In researching my book on prairie skills, I reread all of the Little House books. Tough research project, right? It was an absolute joy to revisit the Ingalls family, and I discovered that I remembered far more scenes and details in those books than I would have imagined.
In These Happy Golden Years, Laura marries Almanzo Wilder. In preparing to leave her family for her new married life, she gathers her belongings and she packs her hope chest. She places a quilt and various linens she’s made for married life. She wraps beloved items carefully and buries them in the folds of the fabric. When Almanzo ushers her into the house he has built for them, she is touched to find all of her treasures laid with love throughout the house. The small house, in that moment, became a home to her.
I like the idea of putting things in a hope chest that represent the future I’d like to have. For starters, I hope to have a loving, lasting relationship with a man who thinks I’m the bee’s knees. A quilt handed down from great-grandmother (by all accounts, a happily married woman) seems appropriate, but I also want a little spice with my sugar, so I add some ridiculously high-thread-count sheets in the most delicious shade of red and embroider Anaïs Nin quotes around the edges before laying the neatly folded packet gently in the chest.
I also want a child. And as someone who’s moving toward that age when childbearing becomes more challenging, I can keep hope alive in my chest. I fold up a tiny cabled cardigan of the coziest alpaca in the softest shade of green. And I place my most beloved and tattered children’s books. My Tasha Tudor book—the one where I scribbled fish throughout with crayons—and my Little House books go in. Laura would approve, I think.
I asked a few other craftanistas what they’d put in their hope chest and their responses were as creative as you’d expect:
Portland crafter and CraftyPod blogger Diane Gilleland would include a copy of the McCall's Needlework Treasury. “Even though it was published in 1964, it's still an excellent beginner's book for a whole slew of craft techniques. Besides, the photographs are so beautiful.” She’d also add “the Wedding Ring quilt top my great-great grandmother made. It's sewn entirely by hand and utterly amazing…[L]ooking at this quilt top, the product of hands that spent a lifetime making things, is a testament to the lasting value of crafting skill and creativity.”
Ann Shayne of Mason-Dixon Knitting had quite a lot to say on the subject: “My grandmother had a hope chest that, once she was married, apparently turned into a reality chest. After she passed away, my sister and I discovered that the cedar chest at the foot of her bed contained pretty much every Elizabeth Arden Blue Grass Cologne Gift Set we had ever given her.
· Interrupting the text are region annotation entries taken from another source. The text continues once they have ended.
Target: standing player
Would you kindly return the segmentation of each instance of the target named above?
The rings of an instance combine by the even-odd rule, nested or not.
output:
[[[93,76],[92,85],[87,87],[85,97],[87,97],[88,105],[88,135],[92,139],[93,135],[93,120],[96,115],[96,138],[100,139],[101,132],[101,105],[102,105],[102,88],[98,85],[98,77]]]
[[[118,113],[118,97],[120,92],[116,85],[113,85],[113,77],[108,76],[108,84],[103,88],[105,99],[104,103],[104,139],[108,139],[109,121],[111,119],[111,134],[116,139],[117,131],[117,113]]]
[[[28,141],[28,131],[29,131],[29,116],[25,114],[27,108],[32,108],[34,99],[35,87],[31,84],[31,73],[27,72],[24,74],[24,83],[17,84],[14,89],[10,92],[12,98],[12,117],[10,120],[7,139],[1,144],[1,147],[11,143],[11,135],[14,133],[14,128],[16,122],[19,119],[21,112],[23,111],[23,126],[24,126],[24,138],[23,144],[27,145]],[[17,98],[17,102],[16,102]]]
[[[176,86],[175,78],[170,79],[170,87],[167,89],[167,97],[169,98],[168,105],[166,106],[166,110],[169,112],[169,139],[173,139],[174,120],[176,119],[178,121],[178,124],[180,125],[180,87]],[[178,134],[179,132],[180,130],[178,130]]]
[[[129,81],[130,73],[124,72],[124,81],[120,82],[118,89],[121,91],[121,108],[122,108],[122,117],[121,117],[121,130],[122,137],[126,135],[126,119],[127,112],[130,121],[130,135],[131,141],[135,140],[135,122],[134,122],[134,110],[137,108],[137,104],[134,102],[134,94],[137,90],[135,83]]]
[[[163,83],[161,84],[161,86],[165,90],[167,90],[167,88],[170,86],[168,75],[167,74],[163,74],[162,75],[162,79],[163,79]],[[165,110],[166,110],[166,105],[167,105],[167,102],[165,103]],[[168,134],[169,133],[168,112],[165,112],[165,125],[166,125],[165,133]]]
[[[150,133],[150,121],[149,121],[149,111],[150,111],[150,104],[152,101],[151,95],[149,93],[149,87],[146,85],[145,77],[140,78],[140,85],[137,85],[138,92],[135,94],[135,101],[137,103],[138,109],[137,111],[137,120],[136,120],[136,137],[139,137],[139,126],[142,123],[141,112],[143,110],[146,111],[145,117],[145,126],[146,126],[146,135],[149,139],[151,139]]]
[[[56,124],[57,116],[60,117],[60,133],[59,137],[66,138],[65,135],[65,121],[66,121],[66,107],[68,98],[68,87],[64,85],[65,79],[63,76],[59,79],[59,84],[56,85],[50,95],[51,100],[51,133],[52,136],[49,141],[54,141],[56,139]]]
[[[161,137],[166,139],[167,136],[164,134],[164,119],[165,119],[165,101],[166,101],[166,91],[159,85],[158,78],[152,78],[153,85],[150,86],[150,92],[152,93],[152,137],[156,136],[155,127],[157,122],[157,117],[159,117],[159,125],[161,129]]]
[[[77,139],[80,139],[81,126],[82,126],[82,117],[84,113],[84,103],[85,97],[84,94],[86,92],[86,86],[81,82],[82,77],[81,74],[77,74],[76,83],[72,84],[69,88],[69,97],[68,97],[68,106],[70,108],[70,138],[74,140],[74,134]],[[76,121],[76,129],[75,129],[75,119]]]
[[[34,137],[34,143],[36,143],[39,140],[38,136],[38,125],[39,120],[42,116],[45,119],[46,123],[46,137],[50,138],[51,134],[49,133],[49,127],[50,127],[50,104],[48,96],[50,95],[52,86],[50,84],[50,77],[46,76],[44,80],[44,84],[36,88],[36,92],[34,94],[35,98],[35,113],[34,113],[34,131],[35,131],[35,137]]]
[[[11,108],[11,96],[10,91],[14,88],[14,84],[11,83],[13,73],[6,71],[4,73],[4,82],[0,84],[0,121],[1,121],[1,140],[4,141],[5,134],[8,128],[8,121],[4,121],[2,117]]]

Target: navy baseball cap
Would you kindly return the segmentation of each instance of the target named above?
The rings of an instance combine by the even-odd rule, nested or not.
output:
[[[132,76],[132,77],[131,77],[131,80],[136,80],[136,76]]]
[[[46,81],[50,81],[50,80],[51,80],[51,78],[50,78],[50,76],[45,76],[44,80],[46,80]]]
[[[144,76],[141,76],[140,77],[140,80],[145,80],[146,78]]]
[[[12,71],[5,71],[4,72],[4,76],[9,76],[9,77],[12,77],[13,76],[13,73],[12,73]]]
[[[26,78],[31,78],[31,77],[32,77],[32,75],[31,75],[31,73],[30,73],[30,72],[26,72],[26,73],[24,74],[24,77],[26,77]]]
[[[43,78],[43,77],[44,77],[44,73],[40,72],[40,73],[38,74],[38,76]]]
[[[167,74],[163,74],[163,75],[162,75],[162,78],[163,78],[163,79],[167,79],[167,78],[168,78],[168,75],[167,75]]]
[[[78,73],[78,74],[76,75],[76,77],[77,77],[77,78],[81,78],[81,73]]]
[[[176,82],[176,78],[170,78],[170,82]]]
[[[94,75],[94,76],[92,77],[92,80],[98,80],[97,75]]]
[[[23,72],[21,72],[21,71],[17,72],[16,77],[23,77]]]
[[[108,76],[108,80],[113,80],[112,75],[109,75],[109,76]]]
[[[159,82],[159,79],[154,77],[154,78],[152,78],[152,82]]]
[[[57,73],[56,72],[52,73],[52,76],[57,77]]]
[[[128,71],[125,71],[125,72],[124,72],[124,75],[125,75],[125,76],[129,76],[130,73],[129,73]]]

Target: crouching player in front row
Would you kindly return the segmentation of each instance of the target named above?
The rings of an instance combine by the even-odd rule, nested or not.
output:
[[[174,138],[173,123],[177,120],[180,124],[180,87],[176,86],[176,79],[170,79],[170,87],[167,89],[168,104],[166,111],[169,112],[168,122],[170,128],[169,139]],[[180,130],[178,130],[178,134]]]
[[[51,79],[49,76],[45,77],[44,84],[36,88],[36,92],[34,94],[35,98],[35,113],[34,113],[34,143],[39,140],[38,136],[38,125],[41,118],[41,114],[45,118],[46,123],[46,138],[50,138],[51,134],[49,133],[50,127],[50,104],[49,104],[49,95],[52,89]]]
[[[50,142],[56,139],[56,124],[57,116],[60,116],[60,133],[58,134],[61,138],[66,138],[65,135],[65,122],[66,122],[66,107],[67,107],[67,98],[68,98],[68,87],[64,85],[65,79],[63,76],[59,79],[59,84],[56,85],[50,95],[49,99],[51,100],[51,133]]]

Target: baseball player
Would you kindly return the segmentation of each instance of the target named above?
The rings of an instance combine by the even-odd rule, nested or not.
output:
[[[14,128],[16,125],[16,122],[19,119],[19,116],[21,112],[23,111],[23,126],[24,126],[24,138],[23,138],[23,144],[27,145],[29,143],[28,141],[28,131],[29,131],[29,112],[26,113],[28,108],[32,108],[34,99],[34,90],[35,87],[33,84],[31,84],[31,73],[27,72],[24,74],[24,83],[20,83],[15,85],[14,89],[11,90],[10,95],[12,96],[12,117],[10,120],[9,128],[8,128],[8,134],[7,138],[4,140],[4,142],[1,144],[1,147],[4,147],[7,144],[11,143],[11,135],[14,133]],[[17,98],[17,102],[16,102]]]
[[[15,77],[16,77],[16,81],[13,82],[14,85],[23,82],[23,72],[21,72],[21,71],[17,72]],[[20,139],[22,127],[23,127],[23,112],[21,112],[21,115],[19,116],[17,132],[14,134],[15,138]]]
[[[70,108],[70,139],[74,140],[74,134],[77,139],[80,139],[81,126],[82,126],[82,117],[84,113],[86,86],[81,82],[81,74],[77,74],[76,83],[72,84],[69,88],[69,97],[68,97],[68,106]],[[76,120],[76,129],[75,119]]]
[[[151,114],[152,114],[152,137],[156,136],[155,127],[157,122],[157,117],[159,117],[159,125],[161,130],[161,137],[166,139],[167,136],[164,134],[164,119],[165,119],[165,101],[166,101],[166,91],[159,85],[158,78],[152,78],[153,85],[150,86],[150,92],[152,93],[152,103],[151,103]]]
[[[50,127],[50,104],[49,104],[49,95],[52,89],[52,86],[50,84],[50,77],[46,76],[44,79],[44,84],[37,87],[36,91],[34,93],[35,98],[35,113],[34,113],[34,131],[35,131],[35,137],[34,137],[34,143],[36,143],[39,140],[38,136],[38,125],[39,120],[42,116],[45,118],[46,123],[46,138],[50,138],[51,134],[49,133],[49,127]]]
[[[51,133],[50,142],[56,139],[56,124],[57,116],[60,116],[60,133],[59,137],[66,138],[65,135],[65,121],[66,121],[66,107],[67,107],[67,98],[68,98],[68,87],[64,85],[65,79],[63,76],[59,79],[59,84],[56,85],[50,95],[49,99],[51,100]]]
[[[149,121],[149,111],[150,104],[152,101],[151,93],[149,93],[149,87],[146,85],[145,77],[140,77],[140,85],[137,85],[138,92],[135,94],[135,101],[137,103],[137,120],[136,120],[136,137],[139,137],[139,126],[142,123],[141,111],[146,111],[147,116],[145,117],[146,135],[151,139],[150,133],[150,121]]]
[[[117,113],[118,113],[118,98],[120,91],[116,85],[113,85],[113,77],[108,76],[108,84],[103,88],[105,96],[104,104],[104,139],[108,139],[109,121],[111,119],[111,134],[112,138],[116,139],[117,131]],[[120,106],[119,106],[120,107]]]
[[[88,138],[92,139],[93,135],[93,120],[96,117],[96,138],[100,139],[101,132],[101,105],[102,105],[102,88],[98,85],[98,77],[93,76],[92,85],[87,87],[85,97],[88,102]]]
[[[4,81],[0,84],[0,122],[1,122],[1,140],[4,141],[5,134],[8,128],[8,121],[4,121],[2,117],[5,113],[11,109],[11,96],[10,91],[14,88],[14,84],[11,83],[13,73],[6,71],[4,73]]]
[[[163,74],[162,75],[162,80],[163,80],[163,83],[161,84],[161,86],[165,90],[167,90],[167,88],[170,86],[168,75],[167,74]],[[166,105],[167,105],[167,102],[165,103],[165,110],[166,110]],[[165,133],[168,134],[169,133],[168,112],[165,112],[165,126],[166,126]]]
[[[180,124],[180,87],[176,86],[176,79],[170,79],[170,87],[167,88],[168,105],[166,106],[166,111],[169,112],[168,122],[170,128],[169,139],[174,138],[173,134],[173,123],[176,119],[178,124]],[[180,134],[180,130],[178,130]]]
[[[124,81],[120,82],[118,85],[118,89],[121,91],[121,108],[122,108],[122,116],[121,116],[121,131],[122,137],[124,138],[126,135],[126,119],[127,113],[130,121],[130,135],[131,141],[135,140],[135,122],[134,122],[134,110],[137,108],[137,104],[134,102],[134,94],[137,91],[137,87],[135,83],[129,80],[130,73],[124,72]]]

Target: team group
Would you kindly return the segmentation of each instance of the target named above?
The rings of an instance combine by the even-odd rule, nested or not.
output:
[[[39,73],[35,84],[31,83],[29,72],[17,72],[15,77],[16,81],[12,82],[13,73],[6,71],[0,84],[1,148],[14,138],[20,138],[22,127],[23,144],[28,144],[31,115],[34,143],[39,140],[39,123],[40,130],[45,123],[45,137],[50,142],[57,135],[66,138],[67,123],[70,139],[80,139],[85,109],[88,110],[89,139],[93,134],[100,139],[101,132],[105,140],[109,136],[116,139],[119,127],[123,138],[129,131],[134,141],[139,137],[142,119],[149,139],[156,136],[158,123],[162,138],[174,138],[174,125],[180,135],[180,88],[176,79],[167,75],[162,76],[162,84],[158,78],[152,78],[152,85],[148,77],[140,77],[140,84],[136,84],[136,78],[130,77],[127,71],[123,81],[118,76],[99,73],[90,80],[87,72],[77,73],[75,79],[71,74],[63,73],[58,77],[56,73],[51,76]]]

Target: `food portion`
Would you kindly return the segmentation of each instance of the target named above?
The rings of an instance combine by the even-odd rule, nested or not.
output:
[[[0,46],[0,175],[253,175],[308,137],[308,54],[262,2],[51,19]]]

It was a lesson in not taking people too literally when they say they love Elizabeth Arden Blue Grass Cologne.
“If I view hope chests as a tender collection of Things That Might Prove Useful, then I can easily imagine cooking up a batch of things for the fellas. It would all be knitted, of course.… Of course, a hope chest is based on the premise that my child will someday live somewhere other than with me. Just moments ago, I spent a good hour unloading all the Nerf guns, Super Soaker water pistols, and giant plastic swords that filled up the toy box in the basement. A hopeless chest, now that I think about it. Maybe I should have just left all that crap right where it was, so that when the grand, exciting day arrived when the fellas set sail, I could gleefully slide that hopeless chest of junk into their U-Haul and wish them well.”
Kay Gardiner, the other half of Mason-Dixon Knitting (Mason-Dixon Knitting Outside the Lines will be published this September by Potter Craft), has her own musings on the hope chest, something she never had growing up: “My best friend in high school, Laurie Beber, presented me with a crocheted acrylic baby blanket on the birth of my first child in 1997. She proudly told me she had commissioned it to be made by Mrs. X, a famous North Omaha crocheter. ‘But she's been dead for years,’ I said. It turns out Laurie had had the blanket made in 1976. Laurie also has the two Simplicity patterns she and I had picked out for our future wedding dresses when we were in high school. She's a planner, my Laurie.
“I do not think about a hope chest for my daughter or son, but I sort of consider our apartment as their hope chest. This enables me to buy stuff I think is essential, and beautiful, and worth keeping, and convince myself that it's for them, not (just) for me. Someday, all this will be theirs: My 17 Amy Ruppel wax-coated prints of birds. And my Baccarat snail. In fact, I think I should probably get a second Baccarat snail, so they don't have to fight over the one.”